Under the flexible working legislation, you have the right to make one request for flexible working each year. Your employer has to arrange a meeting to discuss it and offer an appeal against any refusal. Your employer can refuse a request for flexible working for business reasons, including an inability to reorganise work amongst other staff. Without sight of your employer’s reasoned refusal, it is difficult to advise whether they fall within the legislation.
Your first point of call is to appeal against the refusal, making the points you have in this post. If this is refused and you believe that a flexible working request has been refused on incorrect facts, you can bring a claim in the Employment Tribunal. You could rely on the fact that your colleague’s request has been granted as evidence that the purported reasons for refusal are not correct.
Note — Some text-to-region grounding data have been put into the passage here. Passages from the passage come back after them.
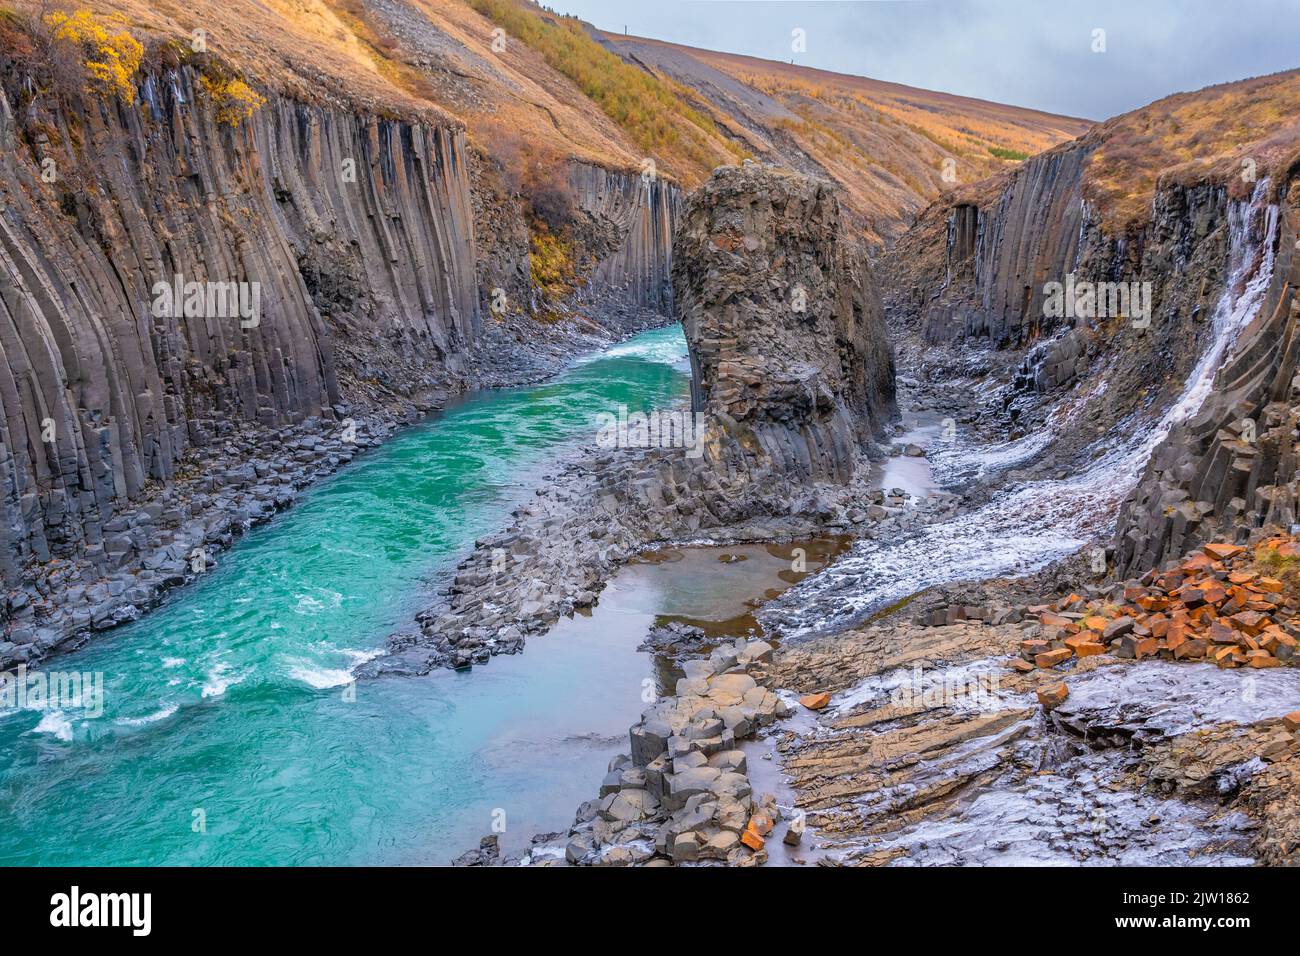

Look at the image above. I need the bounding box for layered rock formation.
[0,55,678,666]
[1114,197,1300,574]
[675,163,896,484]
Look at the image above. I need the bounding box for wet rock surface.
[766,617,1299,865]
[456,636,798,867]
[1115,204,1300,575]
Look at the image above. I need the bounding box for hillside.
[594,32,1092,244]
[0,1,1090,249]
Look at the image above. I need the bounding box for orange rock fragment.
[1247,651,1281,668]
[1204,543,1245,560]
[1035,648,1073,668]
[799,692,831,711]
[1036,682,1069,709]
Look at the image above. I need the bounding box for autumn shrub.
[529,223,575,300]
[199,73,266,127]
[489,119,580,231]
[42,8,141,103]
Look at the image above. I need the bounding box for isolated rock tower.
[673,163,896,484]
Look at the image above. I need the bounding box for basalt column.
[673,163,896,486]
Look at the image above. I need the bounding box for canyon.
[0,0,1298,869]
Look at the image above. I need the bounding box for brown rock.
[1203,542,1245,560]
[1035,648,1073,668]
[1036,682,1069,709]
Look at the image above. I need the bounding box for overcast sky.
[543,0,1300,120]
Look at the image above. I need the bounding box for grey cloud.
[548,0,1300,120]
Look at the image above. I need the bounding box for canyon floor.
[442,362,1298,867]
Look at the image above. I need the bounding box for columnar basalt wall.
[0,66,481,586]
[572,162,680,314]
[920,143,1093,348]
[1114,198,1300,575]
[674,163,896,485]
[0,61,681,609]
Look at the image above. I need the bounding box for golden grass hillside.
[1082,69,1300,234]
[596,34,1092,244]
[0,0,1093,243]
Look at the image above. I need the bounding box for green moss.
[528,223,575,300]
[987,145,1030,161]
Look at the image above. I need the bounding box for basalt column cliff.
[675,163,897,486]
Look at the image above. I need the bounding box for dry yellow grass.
[1083,70,1300,233]
[0,0,1092,240]
[600,35,1092,245]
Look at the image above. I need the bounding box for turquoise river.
[0,326,692,865]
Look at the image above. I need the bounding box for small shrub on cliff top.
[200,75,266,127]
[988,145,1029,161]
[43,9,141,103]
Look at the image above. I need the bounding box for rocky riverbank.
[372,162,902,675]
[765,611,1299,865]
[454,635,800,866]
[0,298,670,672]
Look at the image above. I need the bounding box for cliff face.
[0,57,678,658]
[885,137,1281,455]
[0,66,484,580]
[1114,198,1300,575]
[674,163,896,484]
[882,84,1300,575]
[572,163,679,314]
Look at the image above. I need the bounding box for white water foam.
[30,710,73,742]
[286,663,355,689]
[115,705,180,728]
[201,662,244,699]
[573,328,687,367]
[766,184,1280,637]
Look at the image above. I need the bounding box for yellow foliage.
[467,0,746,180]
[200,76,266,127]
[529,224,574,300]
[44,9,142,103]
[1085,71,1300,233]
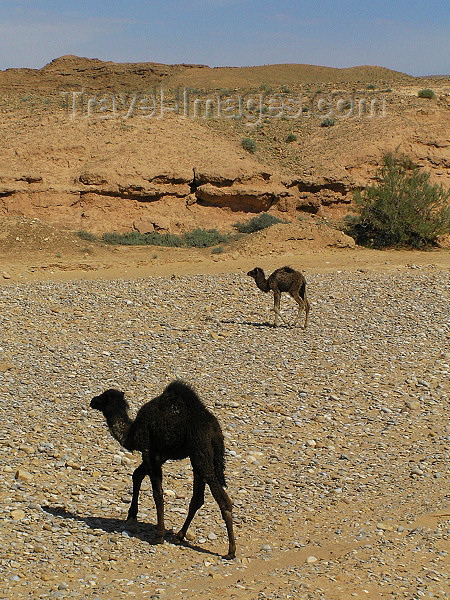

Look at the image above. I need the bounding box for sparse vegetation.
[234,213,289,234]
[181,228,233,247]
[77,230,97,242]
[418,88,435,99]
[320,117,336,127]
[285,133,298,143]
[345,152,450,248]
[102,214,293,248]
[366,84,376,90]
[102,228,233,248]
[241,137,257,153]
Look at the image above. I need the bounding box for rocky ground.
[0,260,448,599]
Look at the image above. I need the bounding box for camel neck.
[104,410,133,448]
[256,274,270,292]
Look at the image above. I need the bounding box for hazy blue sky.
[0,0,448,75]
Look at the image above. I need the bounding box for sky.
[0,0,449,76]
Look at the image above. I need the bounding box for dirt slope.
[0,55,448,239]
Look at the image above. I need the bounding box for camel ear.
[108,389,129,410]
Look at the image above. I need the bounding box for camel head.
[247,267,264,280]
[90,388,129,413]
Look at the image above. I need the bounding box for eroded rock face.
[74,169,353,217]
[195,182,292,212]
[0,167,355,232]
[77,171,191,200]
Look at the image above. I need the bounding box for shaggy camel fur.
[90,381,236,559]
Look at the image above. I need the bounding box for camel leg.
[207,478,236,560]
[147,462,165,543]
[303,295,310,329]
[272,291,291,326]
[272,291,283,326]
[126,462,147,524]
[176,470,205,542]
[291,291,310,329]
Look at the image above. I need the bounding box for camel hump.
[164,380,202,406]
[280,266,296,273]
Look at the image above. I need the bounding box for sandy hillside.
[0,56,448,235]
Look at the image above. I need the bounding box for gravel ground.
[0,267,449,600]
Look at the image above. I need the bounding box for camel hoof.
[223,551,236,560]
[125,517,138,530]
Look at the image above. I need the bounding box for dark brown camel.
[247,266,310,328]
[90,381,236,559]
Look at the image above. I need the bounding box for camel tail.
[213,435,227,488]
[300,279,307,300]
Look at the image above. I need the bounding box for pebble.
[405,400,421,411]
[411,466,424,476]
[15,469,33,482]
[306,555,318,563]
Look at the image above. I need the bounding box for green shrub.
[234,213,289,233]
[320,117,335,127]
[285,133,298,143]
[211,246,224,254]
[241,137,257,153]
[366,84,376,90]
[418,88,435,99]
[345,152,450,248]
[76,230,97,242]
[181,228,232,247]
[102,228,232,248]
[102,231,174,246]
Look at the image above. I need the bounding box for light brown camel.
[247,266,310,328]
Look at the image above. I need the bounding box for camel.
[247,266,310,328]
[90,381,236,559]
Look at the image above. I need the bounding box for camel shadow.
[42,505,221,558]
[221,318,294,329]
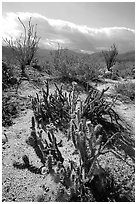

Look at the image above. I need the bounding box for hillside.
[2,46,135,64]
[35,48,136,64]
[117,51,135,62]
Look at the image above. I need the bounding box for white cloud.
[2,12,135,53]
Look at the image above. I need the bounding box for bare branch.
[102,44,118,71]
[3,17,40,76]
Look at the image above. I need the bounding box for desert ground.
[2,61,135,201]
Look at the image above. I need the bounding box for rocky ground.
[2,77,135,202]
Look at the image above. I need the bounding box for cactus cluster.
[26,116,64,174]
[81,87,121,129]
[31,80,79,131]
[69,116,105,174]
[55,159,95,201]
[31,81,133,174]
[13,81,134,201]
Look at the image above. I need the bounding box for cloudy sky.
[2,2,135,53]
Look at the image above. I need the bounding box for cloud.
[2,12,135,53]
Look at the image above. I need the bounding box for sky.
[2,2,135,53]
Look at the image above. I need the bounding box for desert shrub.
[50,46,79,78]
[2,61,17,90]
[31,58,43,72]
[49,46,101,83]
[37,194,45,202]
[2,92,30,127]
[102,44,118,71]
[3,17,40,77]
[41,60,53,75]
[2,94,19,126]
[111,72,120,80]
[103,70,112,79]
[115,82,135,101]
[112,62,135,79]
[75,61,101,82]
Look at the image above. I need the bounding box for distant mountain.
[88,50,135,63]
[36,48,135,63]
[36,48,88,59]
[117,51,135,62]
[2,46,135,64]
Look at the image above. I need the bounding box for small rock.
[2,198,6,202]
[12,197,16,201]
[21,108,25,111]
[2,133,8,145]
[72,150,79,155]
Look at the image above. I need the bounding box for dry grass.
[115,82,135,101]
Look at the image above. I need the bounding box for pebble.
[2,133,8,144]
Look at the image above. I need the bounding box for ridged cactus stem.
[86,121,93,139]
[71,123,77,148]
[94,124,103,138]
[80,100,83,114]
[46,79,49,97]
[77,109,81,124]
[79,121,83,132]
[38,130,43,139]
[47,150,53,172]
[36,93,39,102]
[31,117,35,130]
[47,131,53,143]
[64,91,67,99]
[31,117,37,141]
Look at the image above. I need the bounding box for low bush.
[2,61,17,90]
[115,82,135,101]
[112,62,135,79]
[111,72,120,80]
[48,48,101,83]
[2,92,30,127]
[2,94,19,126]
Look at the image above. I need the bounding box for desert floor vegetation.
[2,57,135,201]
[2,18,135,201]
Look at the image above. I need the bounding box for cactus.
[30,117,37,143]
[32,82,73,130]
[40,166,47,175]
[25,80,136,200]
[86,121,93,139]
[22,155,30,167]
[47,131,53,144]
[94,124,103,138]
[71,123,77,148]
[47,150,53,172]
[31,116,35,129]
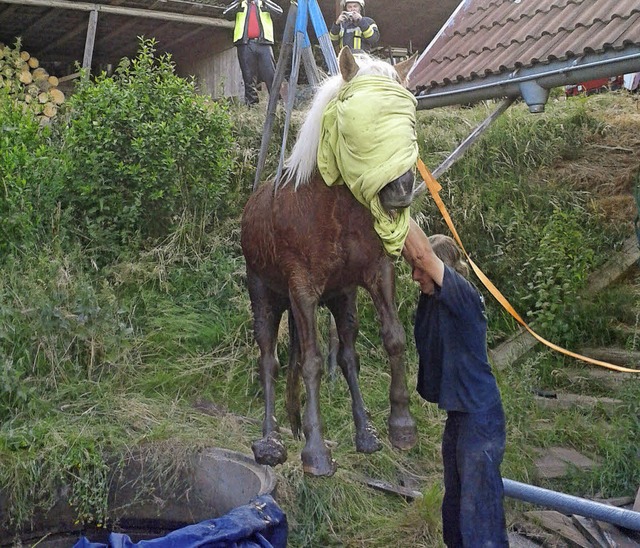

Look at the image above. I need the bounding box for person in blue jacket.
[403,220,509,547]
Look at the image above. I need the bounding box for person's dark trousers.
[237,41,276,105]
[441,403,508,547]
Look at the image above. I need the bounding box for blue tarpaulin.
[73,495,287,548]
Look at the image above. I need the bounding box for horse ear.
[338,47,359,82]
[394,51,419,86]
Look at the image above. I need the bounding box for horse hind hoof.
[252,434,288,467]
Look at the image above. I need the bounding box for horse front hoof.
[388,416,418,450]
[301,449,337,477]
[355,425,383,454]
[252,432,288,467]
[302,459,338,478]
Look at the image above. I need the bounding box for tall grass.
[0,91,638,545]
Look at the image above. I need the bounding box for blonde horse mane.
[283,54,402,189]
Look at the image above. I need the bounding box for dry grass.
[540,93,640,230]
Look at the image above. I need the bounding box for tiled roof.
[407,0,640,93]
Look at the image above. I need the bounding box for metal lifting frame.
[253,0,338,190]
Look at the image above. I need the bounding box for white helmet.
[341,0,365,8]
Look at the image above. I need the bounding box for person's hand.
[350,11,362,22]
[337,11,348,23]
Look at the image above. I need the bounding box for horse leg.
[365,261,418,450]
[289,291,336,476]
[285,309,302,439]
[326,313,339,381]
[246,269,288,467]
[326,290,382,454]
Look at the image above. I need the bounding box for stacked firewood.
[0,39,65,124]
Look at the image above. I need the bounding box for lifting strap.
[417,158,639,374]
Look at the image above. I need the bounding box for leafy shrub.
[0,89,60,259]
[0,249,138,422]
[519,209,595,342]
[415,100,610,339]
[59,38,234,262]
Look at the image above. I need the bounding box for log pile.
[0,38,65,124]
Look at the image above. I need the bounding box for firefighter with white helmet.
[330,0,379,53]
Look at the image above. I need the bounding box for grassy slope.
[1,91,639,547]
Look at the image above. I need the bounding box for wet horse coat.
[241,48,419,476]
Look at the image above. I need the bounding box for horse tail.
[285,309,303,440]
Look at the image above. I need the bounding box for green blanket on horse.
[317,75,419,256]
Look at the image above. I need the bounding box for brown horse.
[241,48,420,476]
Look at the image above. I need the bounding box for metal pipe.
[416,49,640,111]
[503,478,640,531]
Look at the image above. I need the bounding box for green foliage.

As well as the flexible working legislation you are assisted by laws against indirect sex discrimination. Any restrictive rules that disadvantage women caring for children, such as requiring you to work on a specified number of days/hours per week, must be justified as proportionate. Again, it is difficult to advise without knowing more about your employer’s reasons for the refusal.
You might also have a claim for maternity discrimination as you believe that the reason for the difference in treatment between you and your colleague is the fact you are on maternity leave.
If you are not successful in persuading your employer to accept your chosen work pattern and cannot return to work as a result, you should seek specialist legal advice about your options.